Japan eases borders for tourists but worries about foreign ‘bad manners’ triggering coronavirus
- Relaxing strict Covid measures took months of pressure from travel trade because government feared public backlash if infections spiked
- There are concerns visitors who don’t wear masks or use hand sanitiser could spread infections again; against backdrop of economic woes

Japan’s easing of a two-year ban on foreign tourists seeks to balance the enormous economic importance of tourism with concerns that travellers would trigger a Covid outbreak, insiders say.
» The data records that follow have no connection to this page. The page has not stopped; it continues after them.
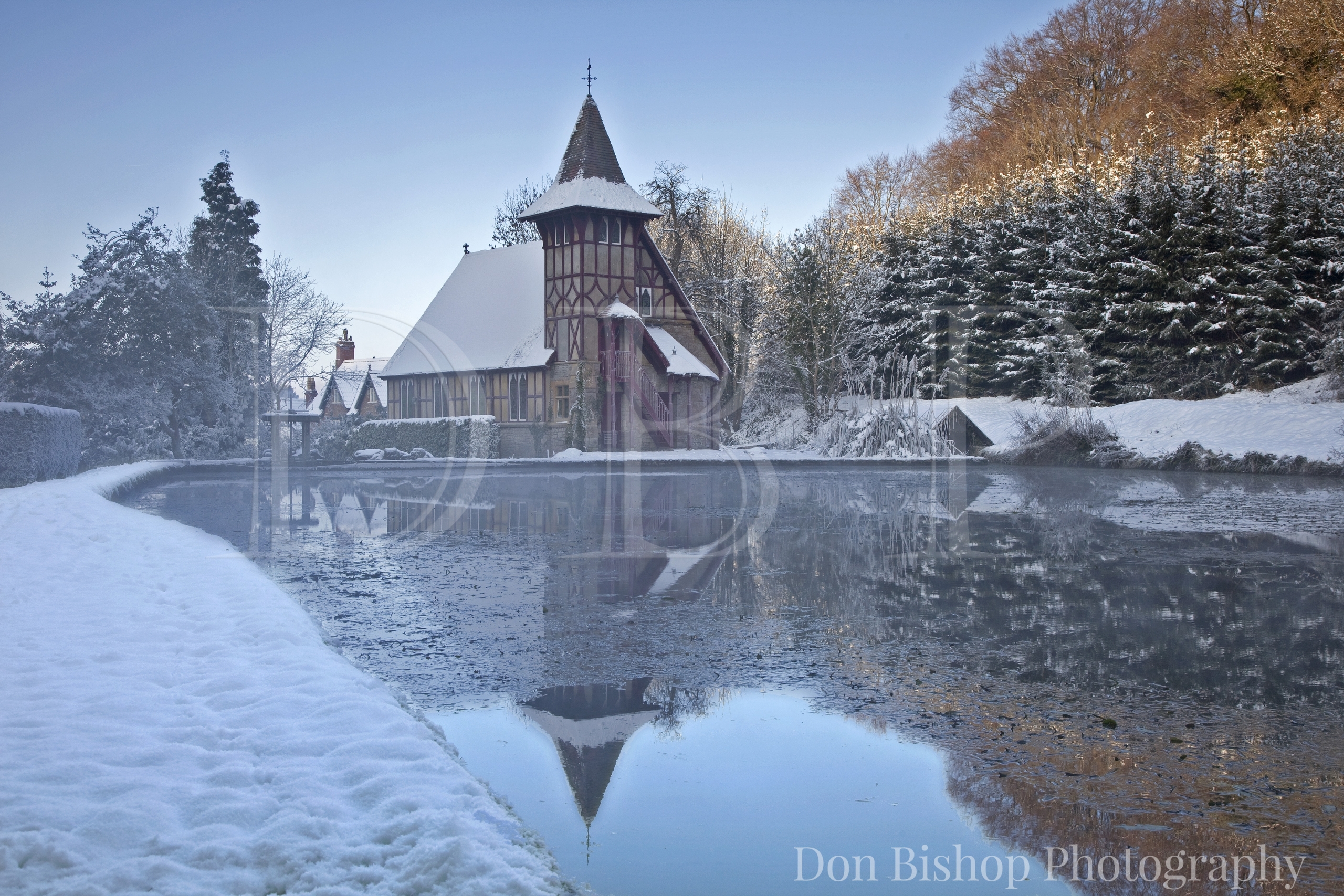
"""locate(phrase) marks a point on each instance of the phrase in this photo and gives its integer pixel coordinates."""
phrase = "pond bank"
(176, 723)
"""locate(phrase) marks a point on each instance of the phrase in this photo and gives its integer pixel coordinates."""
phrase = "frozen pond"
(717, 678)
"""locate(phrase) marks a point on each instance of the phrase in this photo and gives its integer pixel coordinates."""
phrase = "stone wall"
(38, 442)
(441, 437)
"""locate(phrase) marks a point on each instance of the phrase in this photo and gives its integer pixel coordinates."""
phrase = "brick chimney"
(344, 349)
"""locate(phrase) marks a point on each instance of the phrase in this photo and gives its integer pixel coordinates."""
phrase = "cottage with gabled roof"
(582, 339)
(354, 388)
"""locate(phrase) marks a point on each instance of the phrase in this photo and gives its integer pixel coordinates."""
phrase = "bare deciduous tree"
(300, 319)
(508, 229)
(873, 195)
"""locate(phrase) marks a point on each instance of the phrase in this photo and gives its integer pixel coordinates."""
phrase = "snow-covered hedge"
(38, 442)
(441, 436)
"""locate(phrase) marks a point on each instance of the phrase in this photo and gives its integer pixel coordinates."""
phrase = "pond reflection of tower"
(591, 726)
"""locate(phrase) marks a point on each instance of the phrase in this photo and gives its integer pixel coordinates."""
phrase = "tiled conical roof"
(591, 176)
(589, 154)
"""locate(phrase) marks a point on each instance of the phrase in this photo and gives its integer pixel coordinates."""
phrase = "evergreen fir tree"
(224, 251)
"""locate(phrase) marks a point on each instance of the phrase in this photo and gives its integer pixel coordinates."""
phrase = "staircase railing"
(623, 367)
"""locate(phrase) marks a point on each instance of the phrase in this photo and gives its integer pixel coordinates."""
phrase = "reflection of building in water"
(620, 535)
(589, 726)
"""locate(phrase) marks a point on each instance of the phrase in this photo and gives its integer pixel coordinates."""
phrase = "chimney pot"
(344, 349)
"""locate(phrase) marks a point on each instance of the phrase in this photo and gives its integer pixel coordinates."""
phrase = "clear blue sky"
(380, 138)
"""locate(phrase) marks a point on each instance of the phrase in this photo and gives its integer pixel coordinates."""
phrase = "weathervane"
(589, 78)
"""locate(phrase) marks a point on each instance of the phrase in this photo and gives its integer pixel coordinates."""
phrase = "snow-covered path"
(172, 722)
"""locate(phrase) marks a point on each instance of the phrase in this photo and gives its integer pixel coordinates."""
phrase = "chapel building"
(582, 339)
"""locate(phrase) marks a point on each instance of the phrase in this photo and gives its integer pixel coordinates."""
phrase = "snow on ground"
(1289, 421)
(175, 723)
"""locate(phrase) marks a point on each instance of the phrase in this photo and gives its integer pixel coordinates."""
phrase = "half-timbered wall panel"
(506, 395)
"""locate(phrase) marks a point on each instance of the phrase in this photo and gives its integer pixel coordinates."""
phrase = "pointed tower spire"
(591, 154)
(591, 176)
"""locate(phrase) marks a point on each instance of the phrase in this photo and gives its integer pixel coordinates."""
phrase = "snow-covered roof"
(618, 309)
(346, 383)
(680, 361)
(592, 193)
(488, 316)
(371, 364)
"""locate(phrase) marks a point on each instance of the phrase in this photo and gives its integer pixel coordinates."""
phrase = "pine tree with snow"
(224, 253)
(133, 345)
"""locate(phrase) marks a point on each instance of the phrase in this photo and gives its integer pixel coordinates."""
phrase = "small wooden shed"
(963, 431)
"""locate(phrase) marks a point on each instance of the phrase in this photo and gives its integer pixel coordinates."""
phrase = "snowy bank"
(175, 723)
(1289, 421)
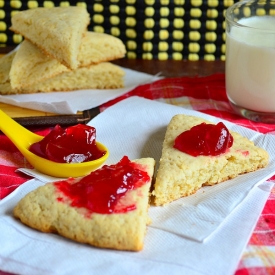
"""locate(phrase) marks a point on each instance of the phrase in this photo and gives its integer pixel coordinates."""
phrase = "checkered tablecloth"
(205, 94)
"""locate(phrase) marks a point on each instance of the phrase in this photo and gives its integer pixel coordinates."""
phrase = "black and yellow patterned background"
(150, 29)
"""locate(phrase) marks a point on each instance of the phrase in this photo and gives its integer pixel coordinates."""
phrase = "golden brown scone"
(5, 65)
(180, 174)
(31, 66)
(47, 209)
(57, 31)
(100, 76)
(99, 47)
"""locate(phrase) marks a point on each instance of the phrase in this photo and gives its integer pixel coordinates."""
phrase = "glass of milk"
(250, 59)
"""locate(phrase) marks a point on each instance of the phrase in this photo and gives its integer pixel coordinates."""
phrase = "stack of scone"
(59, 54)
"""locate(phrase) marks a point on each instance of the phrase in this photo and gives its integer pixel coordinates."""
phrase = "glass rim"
(239, 25)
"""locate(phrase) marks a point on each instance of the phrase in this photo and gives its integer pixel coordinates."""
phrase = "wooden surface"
(173, 68)
(168, 68)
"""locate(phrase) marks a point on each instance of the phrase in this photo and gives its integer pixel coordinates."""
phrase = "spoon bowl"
(23, 138)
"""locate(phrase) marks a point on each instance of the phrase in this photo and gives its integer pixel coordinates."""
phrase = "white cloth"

The decision means Japan will allow in a limited number of foreign tourists on package tours starting June 10. Last week a few “test tours”, mainly of overseas travel agents, started to arrive.
Relaxing some of the world’s strictest pandemic border measures required months of pressure from travel and tourism executives, three insiders said, describing both the government’s fears of public backlash if infections spiked and the industry’s concerns of an economic wipeout.
“There were worries that foreign tourists would include a lot of people with bad manners – people who don’t wear masks or don’t use hand sanitiser and that infections could spread again,” said one tourism company executive, who like the others spoke on condition of anonymity because of the sensitivity of the issue.
The industry pressed Prime Minister Fumio Kishida’s ruling Liberal Democratic Party (LDP) and its junior partner as well as government ministries, he said, but initially found them unresponsive.